Diversification Opportunities for Senheng New and Choo Bee
-0.06 | Correlation Coefficient |
Good diversification
The 3 months correlation between Senheng and Choo is -0.06. Overlapping area represents the amount of risk that can be diversified away by holding Senheng New Retail and Choo Bee Metal in the same portfolio, assuming nothing else is changed. The correlation between historical prices or returns on Choo Bee Metal and Senheng New is a relative statistical measure of the degree to which these equity instruments tend to move together. The correlation coefficient measures the extent to which returns on Senheng New Retail are associated (or correlated) with Choo Bee. Values of the correlation coefficient range from -1 to +1, where. The correlation of zero (0) is possible when the price movement of Choo Bee Metal has no effect on the direction of Senheng New i.e., Senheng New and Choo Bee go up and down completely randomly.

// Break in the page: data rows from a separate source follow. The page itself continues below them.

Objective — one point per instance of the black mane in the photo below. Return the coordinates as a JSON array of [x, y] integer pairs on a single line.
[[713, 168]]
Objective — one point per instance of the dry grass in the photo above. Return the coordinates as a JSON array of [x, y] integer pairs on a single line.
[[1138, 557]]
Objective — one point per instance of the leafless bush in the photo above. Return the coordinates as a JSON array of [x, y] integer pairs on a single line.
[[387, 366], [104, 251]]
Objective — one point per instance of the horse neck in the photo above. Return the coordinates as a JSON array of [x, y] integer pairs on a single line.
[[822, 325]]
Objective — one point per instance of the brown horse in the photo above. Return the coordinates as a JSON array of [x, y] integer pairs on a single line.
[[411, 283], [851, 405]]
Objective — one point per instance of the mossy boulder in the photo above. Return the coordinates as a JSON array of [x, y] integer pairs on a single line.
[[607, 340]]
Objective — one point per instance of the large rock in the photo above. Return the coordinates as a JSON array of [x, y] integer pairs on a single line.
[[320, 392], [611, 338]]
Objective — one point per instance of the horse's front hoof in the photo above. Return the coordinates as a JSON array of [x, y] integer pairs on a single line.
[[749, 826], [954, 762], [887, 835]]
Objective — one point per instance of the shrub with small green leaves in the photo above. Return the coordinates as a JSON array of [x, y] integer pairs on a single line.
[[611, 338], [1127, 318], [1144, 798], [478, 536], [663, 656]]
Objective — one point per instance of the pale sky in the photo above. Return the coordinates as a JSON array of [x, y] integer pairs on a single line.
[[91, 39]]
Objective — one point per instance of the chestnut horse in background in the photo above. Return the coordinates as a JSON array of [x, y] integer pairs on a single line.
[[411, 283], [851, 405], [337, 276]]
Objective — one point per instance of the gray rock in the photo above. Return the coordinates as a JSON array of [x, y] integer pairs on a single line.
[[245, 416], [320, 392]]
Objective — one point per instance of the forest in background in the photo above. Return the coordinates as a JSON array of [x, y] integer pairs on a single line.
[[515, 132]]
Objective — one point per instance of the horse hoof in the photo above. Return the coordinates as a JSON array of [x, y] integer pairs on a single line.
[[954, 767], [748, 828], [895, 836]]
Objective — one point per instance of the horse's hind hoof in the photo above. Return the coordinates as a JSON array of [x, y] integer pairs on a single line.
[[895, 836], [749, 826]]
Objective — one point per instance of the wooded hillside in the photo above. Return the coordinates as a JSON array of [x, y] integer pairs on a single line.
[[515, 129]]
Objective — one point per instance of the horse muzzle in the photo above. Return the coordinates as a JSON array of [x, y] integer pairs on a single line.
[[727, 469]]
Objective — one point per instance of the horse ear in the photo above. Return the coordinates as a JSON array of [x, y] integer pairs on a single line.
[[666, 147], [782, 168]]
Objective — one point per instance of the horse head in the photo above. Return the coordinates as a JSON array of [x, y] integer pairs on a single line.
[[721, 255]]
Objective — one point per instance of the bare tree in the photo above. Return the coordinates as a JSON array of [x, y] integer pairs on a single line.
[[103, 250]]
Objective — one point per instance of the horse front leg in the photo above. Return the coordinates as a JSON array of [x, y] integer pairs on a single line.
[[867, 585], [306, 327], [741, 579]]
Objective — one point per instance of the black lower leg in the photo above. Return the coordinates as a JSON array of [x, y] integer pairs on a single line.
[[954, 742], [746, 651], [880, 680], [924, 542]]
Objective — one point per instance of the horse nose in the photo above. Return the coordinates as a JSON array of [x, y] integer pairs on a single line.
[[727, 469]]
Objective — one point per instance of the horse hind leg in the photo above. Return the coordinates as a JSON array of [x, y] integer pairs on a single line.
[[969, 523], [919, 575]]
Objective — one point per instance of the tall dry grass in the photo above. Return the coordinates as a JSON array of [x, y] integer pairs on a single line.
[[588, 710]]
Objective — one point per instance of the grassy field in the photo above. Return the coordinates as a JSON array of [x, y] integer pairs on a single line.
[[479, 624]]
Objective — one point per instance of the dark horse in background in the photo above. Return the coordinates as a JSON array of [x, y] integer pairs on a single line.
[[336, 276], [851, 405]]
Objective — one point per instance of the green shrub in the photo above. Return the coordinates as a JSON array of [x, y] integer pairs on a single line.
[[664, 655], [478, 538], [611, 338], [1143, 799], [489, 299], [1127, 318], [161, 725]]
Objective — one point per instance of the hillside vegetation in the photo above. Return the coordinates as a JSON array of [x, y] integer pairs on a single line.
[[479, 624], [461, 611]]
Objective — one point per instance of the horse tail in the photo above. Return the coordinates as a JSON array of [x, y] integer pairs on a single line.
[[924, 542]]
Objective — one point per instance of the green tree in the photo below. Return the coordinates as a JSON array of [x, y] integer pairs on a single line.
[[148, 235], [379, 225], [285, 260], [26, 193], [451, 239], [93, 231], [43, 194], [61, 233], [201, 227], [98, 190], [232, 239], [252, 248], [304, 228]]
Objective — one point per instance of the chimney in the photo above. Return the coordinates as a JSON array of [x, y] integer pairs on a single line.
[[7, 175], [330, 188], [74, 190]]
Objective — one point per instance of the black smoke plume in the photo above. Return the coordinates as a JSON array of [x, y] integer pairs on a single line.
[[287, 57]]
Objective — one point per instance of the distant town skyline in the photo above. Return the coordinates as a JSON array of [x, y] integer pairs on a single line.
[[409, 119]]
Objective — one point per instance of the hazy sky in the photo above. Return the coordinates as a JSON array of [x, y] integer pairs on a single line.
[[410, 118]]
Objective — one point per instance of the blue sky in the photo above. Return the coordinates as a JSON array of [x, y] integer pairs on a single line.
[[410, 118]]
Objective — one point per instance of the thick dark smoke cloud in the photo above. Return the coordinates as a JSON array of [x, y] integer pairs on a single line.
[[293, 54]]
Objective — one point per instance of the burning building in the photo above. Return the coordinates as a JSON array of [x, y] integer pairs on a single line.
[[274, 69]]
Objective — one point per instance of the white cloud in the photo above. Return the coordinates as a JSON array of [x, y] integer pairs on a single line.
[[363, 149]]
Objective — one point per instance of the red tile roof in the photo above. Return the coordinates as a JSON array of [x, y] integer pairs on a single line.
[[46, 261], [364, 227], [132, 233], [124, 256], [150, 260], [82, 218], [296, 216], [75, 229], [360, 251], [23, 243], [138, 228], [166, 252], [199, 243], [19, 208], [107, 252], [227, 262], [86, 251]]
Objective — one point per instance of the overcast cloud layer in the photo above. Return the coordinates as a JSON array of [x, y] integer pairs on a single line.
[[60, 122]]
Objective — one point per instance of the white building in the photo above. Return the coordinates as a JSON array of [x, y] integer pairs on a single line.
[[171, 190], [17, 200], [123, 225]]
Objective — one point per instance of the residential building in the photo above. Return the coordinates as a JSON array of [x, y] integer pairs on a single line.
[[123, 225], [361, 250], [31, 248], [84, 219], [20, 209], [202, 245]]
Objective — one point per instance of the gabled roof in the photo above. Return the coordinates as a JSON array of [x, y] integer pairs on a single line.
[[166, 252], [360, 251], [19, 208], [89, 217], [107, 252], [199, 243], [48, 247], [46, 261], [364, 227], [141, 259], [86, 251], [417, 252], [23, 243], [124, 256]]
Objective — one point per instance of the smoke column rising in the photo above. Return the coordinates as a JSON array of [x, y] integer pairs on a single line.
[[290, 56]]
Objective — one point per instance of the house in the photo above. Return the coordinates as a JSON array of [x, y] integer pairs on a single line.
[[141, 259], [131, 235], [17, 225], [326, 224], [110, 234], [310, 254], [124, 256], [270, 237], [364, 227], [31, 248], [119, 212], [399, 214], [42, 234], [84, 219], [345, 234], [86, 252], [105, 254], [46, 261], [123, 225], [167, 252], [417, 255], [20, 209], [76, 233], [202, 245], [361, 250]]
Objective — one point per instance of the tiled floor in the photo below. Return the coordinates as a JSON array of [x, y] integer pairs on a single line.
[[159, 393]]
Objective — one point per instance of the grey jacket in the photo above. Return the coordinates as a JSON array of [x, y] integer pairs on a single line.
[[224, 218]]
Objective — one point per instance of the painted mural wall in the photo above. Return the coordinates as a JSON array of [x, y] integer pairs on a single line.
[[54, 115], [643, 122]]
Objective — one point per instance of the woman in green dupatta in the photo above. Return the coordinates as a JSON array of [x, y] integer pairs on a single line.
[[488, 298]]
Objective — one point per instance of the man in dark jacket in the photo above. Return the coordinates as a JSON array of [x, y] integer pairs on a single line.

Pair Corralation between Senheng New and Choo Bee
Assuming the 90 days trading horizon Senheng New Retail is expected to under-perform the Choo Bee. In addition to that, Senheng New is 1.18 times more volatile than Choo Bee Metal. It trades about -0.07 of its total potential returns per unit of risk. Choo Bee Metal is currently generating about -0.02 per unit of volatility. If you would invest 95.00 in Choo Bee Metal on September 16, 2024 and sell it today you would lose (24.00) from holding Choo Bee Metal or give up 25.26% of portfolio value over 90 days.
Time Period | 3 Months [change] |
Direction | Moves Against |
Strength | Insignificant |
Accuracy | 100.0% |
Values | Daily Returns |
Senheng New Retail vs. Choo Bee Metal
Performance |
Timeline |
Senheng New Retail |
Choo Bee Metal |
Senheng New and Choo Bee Volatility Contrast
Predicted Return Density |
Returns |
Pair Trading with Senheng New and Choo Bee
The main advantage of trading using opposite Senheng New and Choo Bee positions is that it hedges away some unsystematic risk. Because of two separate transactions, even if Senheng New position performs unexpectedly, Choo Bee can make up some of the losses. Pair trading also minimizes risk from directional movements in the market. For example, if an entire industry or sector drops because of unexpected headlines, the short position in Choo Bee will offset losses from the drop in Choo Bee's long position.Senheng New vs. Apex Healthcare Bhd | Senheng New vs. Sports Toto Berhad | Senheng New vs. YX Precious Metals | Senheng New vs. Kawan Food Bhd |
Choo Bee vs. Press Metal Bhd | Choo Bee vs. PMB Technology Bhd | Choo Bee vs. Pantech Group Holdings | Choo Bee vs. CSC Steel Holdings |
Check out your portfolio center.Note that this page's information should be used as a complementary analysis to find the right mix of equity instruments to add to your existing portfolios or create a brand new portfolio. You can also try the Portfolio Diagnostics module to use generated alerts and portfolio events aggregator to diagnose current holdings.